Surya B. · 3 min baca · Baru saja · 1 dibaca
Bisik.id
Krisis Chip AI Paksa Apple Naikkan Harga Produk

Gambar atau konten salah?

Dalam beberapa tahun terakhir, penggunaan kecerdasan buatan atau AI melonjak drastis. Kini, konsekuensinya mulai terasa. Lonjakan permintaan AI telah menciptakan krisis pasokan memori global, yang pada akhirnya mendorong kenaikan harga. Masalah ini begitu serius sehingga Apple pun terpaksa memberi peringatan kepada konsumen untuk bersiap mengeluarkan biaya lebih besar.

CEO Apple, Tim Cook, mengungkapkan kepada Wall Street Journal bahwa perusahaannya berencana menaikkan harga produk-produknya. Kenaikan ini, menurut Cook, tidak dapat dihindari karena kelangkaan memori yang sedang terjadi. Ia menekankan bahwa situasi ini sudah di luar kendali mereka.

"Dunia sedang didisrupsi oleh AI. Dan pada saat yang sama, bahkan sebelum kita mulai menikmati manfaat AI di perangkat kita, kita sudah harus membayar tagihannya," ujar Francisco Jeronimo, seorang analis dari IDC. Pernyataan ini menggambarkan betapa cepatnya dampak AI terasa di industri teknologi.

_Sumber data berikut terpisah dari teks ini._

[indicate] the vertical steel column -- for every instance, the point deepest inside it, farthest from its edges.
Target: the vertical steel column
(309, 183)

Chip AI, yang sebagian besar diproduksi oleh Nvidia, membutuhkan kapasitas memori dan penyimpanan yang sangat besar. Sayangnya, kapasitas ini hanya bisa diproduksi oleh segelintir vendor. Akibatnya, produsen smartphone, PC, dan perangkat lainnya terpaksa mengantre atau membayar lebih mahal untuk mendapatkan prioritas pasokan.

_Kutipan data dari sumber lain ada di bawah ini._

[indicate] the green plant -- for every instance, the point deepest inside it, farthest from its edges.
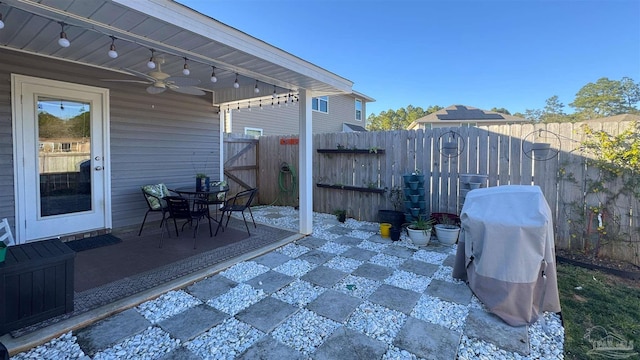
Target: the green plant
(421, 223)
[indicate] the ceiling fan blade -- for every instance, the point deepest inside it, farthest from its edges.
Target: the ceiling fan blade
(189, 90)
(141, 74)
(155, 90)
(182, 81)
(129, 81)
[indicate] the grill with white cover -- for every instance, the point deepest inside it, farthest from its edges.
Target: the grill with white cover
(506, 252)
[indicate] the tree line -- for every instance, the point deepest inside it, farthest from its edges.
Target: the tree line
(603, 98)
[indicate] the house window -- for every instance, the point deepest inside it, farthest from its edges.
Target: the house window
(253, 131)
(358, 110)
(320, 104)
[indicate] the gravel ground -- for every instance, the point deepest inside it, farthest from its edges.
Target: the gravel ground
(305, 330)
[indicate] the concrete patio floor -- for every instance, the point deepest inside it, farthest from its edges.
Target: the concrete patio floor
(368, 298)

Pengakuan dari Apple ini membuktikan betapa luasnya dampak masalah tersebut. Produsen iPhone ini selama ini dianggap sangat kebal terhadap kenaikan harga berkat kekuatan pasar mereka. Namun, kenyataan berkata lain.

"Ini menunjukkan seberapa dalam masalahnya. Bahkan Apple pun tak aman, terlepas dari fakta mereka punya semua keahlian dan perencanaan jangka panjang, serta segalanya. Ini sudah di luar batas kapasitas mereka untuk membatasi dampaknya," kata Ranjit Atwal, analis di Gartner.

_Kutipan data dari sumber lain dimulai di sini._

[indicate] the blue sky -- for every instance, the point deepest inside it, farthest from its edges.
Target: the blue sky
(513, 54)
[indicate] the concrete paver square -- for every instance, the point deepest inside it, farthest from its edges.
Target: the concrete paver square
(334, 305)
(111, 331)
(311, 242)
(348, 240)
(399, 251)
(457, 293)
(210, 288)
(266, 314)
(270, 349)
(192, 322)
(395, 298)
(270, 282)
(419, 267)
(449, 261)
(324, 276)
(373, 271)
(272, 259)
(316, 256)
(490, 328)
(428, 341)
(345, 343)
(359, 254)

Cook enggan menyebutkan kapan tepatnya kenaikan harga akan mulai berlaku atau model mana yang akan terkena dampak. Salah satu kemungkinan adalah Apple hanya akan menaikkan harga untuk perangkat premium, seperti seri Pro. Pelanggan kelas atas dianggap lebih mampu menyerap kenaikan biaya tersebut.

Jeronimo memperkirakan Apple akan menaikkan harga iPhone Pro dan iPhone Pro Max sebesar USD 100. Sementara itu, harga untuk perangkat kelas bawah kemungkinan besar tidak akan berubah. Analis dari BofA Securities setuju dengan perkiraan ini. Mereka juga memperkirakan adanya kenaikan harga pada sebagian besar model Mac dan iPad.

Namun, ada potensi pendekatan lain yang bisa diambil Apple. Perusahaan bisa memanfaatkan situasi ini untuk merebut lebih banyak pangsa pasar. Dalam beberapa bulan terakhir, Apple telah membidik konsumen dengan anggaran lebih ketat melalui MacBook Neo dan iPhone 16e. Apple bisa diuntungkan ketika produsen Android terpaksa memangkas spesifikasi atau menaikkan harga.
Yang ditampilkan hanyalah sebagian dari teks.